The Food and Drug Administration (FDA) is taking steps to remove phenylpropanolamine (PPA) from all drug products and has requested that all drug companies discontinue marketing products containing PPA.  In addition, FDA has issued a public health advisory concerning phenylpropanolamine hydrochloride. This drug is an ingredient used in many over-the-counter (OTC) and prescription cough and cold medications as a decongestant and in OTC weight loss products.

Scientists at Yale University School of Medicine recently issued a report entitled "Phenylpropanolamine & Risk of Hemorrhagic Stroke:   Final Report of the Hemorrhagic Stroke Project."   This study reports that taking PPA increases the risk of hemorrhagic stroke (bleeding into the brain or into tissue surrounding the brain) in women.  Men may also be at risk.  Although the risk of hemorrhagic stroke is very low, FDA recommends that consumers not use any products that contain PPA.

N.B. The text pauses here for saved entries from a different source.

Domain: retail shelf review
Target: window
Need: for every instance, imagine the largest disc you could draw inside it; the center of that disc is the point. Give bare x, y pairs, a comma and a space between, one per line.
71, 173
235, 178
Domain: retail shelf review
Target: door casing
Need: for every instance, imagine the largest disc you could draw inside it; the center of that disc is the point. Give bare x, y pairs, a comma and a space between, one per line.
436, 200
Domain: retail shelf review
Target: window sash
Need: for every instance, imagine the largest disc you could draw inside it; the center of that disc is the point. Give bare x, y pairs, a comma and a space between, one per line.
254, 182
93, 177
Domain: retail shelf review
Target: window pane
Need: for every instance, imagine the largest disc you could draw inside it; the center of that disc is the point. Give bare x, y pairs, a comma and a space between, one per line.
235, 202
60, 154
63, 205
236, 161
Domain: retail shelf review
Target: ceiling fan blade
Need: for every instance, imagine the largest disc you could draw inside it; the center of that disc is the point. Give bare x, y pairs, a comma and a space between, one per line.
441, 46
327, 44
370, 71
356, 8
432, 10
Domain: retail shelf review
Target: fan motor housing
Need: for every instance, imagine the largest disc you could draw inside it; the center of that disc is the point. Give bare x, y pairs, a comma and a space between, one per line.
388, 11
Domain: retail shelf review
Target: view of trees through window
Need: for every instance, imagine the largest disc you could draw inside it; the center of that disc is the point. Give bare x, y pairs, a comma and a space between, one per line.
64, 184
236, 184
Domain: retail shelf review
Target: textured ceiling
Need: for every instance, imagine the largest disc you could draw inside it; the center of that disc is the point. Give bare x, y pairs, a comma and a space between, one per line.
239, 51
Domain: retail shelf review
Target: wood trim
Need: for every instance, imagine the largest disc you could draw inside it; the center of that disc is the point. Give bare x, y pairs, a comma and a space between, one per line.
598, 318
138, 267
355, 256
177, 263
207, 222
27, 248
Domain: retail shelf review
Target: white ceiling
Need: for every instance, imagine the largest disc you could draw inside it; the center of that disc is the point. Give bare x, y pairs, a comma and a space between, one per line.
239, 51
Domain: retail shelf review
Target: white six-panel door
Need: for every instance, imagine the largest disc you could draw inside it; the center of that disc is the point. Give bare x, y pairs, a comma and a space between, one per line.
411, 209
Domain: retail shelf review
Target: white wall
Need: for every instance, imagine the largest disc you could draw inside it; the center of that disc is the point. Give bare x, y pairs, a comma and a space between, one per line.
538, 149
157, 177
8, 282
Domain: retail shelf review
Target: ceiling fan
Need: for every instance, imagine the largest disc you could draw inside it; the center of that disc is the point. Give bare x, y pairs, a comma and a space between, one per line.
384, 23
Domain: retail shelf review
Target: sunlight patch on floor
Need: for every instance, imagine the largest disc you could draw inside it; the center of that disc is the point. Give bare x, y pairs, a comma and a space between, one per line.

FDA’s Nonprescription Drugs Advisory Committee recently discussed this Yale study along with additional information on phenylpropanolamine. The Advisory Committee determined that there is an association between PPA and hemorrhagic stroke.  It recommended that PPA be considered not safe for over-the-counter use.

For more information on this public health advisory, please see the items below.

o                                                        FDA Talk Paper on Phenylpropanolamine (PPA).  11/6/2000.

o                                                        Public Health Advisory.  Subject:  Safety of Phenylpropanolamine (PPA). 11/6/2000.

o                                                        Questions and Answers about Phenylpropanolamine (PPA).  11/6/2000.

o                                                        Science Background Statement on Safety of Phenylpropanolamine (PPA).  11/6/2000. 

o                                                        FDA Letter to Manufacturers of Drug Products Containing Phenylpropanolamine (PPA) dated 11/3/2000. Posted 11/6/2000.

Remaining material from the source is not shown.